Des morceaux rock ténébreux, piquants ou planants
Après avoir produit eux-mêmes El Pintor en 2014, ils ont décidé cette fois de faire appel à une oreille extérieure pour les guider : “On a enregistré avec Dave Fridmann dans son studio, situé loin de tout. On ne savait pas trop à quoi s’attendre parce que les albums qu’il a produits n’ont pas un son unique, mais une diversité impressionnante, de Mercury Rev aux Flaming Lips, en passant par Mogwai, Spoon, Tame Impala ou MGMT. Il nous a dit qu’il voulait garder ce côté live, cette âpreté qui rebondissait contre les murs, sans même qu’on lui dise que c’est ce dont on avait envie nous aussi.”
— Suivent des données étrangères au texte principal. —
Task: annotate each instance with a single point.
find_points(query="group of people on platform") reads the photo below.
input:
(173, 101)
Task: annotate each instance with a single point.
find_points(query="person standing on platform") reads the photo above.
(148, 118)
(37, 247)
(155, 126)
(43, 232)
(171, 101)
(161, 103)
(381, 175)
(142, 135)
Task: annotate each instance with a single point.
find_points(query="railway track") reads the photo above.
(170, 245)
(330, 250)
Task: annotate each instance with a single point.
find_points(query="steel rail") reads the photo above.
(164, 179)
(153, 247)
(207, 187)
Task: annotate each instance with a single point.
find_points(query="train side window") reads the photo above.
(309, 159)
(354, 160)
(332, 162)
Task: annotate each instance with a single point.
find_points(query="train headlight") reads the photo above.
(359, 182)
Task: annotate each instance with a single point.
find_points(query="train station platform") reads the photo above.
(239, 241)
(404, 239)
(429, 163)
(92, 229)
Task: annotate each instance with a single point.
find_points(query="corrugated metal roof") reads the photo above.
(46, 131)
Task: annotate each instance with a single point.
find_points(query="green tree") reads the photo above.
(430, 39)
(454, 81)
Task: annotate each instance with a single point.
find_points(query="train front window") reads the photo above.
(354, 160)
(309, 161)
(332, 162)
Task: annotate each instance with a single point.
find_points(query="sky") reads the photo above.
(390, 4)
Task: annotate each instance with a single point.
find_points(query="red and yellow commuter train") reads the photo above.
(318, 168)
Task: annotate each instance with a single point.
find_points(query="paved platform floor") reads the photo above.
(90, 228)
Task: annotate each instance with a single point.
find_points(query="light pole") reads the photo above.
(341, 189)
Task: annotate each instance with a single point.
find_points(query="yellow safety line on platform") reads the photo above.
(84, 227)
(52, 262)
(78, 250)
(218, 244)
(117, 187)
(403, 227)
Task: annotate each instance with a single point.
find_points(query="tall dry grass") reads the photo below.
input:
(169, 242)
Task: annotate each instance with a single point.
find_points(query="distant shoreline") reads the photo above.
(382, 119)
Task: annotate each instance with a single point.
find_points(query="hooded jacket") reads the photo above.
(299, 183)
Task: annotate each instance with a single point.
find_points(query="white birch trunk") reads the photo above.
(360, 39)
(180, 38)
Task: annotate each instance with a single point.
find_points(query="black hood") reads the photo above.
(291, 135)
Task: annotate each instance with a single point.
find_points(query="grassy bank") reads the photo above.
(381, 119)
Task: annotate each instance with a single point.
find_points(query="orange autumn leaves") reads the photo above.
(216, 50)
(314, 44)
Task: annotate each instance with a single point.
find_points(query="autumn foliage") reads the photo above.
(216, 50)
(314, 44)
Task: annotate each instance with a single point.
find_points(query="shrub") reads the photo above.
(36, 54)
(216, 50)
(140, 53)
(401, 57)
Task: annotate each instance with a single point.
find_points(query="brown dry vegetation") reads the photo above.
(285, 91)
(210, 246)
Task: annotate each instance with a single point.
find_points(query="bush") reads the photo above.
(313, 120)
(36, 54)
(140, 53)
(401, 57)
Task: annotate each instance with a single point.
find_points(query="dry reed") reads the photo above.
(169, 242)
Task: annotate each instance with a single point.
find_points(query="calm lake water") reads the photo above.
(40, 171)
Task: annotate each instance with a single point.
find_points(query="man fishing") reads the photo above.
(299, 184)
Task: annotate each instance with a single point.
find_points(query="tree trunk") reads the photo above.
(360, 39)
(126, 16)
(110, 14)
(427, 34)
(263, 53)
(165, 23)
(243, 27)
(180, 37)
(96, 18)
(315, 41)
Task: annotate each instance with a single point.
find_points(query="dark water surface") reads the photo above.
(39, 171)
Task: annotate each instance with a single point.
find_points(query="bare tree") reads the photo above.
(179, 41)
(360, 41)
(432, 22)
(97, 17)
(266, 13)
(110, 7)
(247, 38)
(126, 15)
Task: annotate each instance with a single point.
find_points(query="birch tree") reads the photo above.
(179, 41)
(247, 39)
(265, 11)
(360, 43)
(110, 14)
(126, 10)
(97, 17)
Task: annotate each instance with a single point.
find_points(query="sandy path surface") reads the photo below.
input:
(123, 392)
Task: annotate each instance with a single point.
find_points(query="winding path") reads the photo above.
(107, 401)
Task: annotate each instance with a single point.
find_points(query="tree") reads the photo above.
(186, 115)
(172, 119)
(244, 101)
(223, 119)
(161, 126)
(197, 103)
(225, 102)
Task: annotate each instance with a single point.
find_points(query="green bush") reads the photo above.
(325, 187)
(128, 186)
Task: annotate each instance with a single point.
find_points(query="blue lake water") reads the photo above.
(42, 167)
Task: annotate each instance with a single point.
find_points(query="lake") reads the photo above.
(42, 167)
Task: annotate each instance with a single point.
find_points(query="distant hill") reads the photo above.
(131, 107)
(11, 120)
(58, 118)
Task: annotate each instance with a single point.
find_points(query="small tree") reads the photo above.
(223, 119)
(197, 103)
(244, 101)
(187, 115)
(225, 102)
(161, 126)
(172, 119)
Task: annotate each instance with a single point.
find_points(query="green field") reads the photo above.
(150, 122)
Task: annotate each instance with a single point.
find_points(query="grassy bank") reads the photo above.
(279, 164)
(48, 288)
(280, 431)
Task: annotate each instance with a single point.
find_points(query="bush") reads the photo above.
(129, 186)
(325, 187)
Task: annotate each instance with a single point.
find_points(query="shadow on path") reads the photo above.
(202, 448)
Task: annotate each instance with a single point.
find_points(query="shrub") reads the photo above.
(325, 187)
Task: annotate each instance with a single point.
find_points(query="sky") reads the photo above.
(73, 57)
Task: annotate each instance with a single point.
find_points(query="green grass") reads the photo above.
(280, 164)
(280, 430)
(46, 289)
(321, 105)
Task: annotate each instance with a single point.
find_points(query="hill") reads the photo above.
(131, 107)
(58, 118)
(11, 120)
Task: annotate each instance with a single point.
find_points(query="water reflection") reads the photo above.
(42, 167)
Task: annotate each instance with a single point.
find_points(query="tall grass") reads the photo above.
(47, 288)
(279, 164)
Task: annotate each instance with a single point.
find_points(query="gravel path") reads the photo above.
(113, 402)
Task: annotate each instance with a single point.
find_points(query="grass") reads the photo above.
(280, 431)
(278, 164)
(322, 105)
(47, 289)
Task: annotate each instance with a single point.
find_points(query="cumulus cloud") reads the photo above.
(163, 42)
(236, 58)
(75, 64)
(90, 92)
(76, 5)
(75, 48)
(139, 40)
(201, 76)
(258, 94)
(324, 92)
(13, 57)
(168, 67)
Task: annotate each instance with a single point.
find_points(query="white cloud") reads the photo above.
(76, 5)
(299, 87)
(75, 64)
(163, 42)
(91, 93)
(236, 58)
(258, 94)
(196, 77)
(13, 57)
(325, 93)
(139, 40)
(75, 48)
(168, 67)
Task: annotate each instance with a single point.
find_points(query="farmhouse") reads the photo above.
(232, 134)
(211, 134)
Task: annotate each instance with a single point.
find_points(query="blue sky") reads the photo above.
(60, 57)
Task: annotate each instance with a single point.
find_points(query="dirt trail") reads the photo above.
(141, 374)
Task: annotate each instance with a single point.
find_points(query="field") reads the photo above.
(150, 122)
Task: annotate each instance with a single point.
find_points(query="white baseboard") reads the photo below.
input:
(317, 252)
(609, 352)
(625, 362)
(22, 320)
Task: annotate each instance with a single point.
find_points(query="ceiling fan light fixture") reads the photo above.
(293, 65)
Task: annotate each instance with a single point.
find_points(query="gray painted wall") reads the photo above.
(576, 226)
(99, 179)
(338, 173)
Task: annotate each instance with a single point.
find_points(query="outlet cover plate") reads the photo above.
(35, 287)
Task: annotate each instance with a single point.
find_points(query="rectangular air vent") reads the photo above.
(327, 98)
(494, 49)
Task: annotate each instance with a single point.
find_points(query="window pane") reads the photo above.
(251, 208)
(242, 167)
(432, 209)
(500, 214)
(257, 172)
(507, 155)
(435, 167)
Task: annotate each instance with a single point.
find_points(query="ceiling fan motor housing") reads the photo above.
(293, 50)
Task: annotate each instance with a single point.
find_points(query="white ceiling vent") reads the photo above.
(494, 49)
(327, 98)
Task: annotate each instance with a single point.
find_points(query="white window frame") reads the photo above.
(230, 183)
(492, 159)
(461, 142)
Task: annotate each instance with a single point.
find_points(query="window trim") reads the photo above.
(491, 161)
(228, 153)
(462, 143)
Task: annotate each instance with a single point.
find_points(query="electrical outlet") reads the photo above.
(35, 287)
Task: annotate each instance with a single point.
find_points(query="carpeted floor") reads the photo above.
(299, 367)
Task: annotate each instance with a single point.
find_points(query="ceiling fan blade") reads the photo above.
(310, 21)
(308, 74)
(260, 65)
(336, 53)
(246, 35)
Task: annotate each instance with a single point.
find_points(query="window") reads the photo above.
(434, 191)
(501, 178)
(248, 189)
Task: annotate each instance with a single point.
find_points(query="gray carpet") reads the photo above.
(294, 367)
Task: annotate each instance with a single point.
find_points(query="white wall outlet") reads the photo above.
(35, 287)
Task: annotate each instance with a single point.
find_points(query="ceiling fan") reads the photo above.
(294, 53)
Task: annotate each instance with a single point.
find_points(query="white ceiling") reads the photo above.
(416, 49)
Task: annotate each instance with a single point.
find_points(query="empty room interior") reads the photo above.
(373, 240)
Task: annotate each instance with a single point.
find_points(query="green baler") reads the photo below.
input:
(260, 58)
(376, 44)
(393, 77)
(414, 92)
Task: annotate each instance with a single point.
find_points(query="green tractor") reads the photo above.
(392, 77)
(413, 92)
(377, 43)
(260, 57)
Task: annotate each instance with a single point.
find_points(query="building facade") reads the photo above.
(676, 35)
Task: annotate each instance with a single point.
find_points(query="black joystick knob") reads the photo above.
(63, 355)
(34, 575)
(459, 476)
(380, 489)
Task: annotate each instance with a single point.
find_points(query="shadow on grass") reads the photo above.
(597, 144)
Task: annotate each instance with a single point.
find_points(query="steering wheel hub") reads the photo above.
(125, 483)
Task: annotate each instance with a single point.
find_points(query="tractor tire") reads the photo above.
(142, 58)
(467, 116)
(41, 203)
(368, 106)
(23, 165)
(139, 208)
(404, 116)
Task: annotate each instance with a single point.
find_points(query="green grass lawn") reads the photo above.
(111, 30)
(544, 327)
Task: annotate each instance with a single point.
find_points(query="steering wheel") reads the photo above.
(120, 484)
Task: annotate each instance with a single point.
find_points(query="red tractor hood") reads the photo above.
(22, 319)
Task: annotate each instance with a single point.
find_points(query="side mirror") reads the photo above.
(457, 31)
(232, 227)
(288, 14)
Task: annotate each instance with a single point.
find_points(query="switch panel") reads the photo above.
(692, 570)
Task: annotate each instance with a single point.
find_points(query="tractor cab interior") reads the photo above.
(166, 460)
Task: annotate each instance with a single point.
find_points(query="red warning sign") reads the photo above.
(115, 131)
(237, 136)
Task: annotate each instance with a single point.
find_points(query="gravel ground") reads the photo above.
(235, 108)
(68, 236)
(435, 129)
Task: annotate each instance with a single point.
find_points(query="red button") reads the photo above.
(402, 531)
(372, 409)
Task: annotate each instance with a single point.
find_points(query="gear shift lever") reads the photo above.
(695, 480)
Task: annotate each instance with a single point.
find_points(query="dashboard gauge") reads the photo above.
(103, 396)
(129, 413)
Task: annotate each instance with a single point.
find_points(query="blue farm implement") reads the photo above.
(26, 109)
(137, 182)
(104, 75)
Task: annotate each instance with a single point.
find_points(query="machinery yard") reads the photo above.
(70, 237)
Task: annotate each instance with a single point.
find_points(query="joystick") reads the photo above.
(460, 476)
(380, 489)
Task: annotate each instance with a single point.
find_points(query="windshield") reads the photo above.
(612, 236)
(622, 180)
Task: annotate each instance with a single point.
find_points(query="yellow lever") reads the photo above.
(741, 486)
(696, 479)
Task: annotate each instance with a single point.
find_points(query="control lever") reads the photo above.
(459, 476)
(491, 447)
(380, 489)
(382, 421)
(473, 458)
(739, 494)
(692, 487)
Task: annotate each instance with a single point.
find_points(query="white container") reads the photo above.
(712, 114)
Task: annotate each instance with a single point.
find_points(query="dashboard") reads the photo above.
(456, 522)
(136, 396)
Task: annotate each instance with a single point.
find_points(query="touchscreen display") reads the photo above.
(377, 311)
On constate avec plaisir qu’Interpol ne cède pas aux modes digitales de l’époque et continue de signer, à l’encre noire, des morceaux rock ténébreux, piquants ou planants, enveloppés par la voix caverneuse de Paul Banks. Sans perdre leur mordant, ni leur élégance, les New-Yorkais subliment la violence latente du post-punk, tout en s’autorisant des moments plus contemplatifs et des éruptions débridées. Cette nouvelle maraude fascinante devrait atteindre son apogée en concert.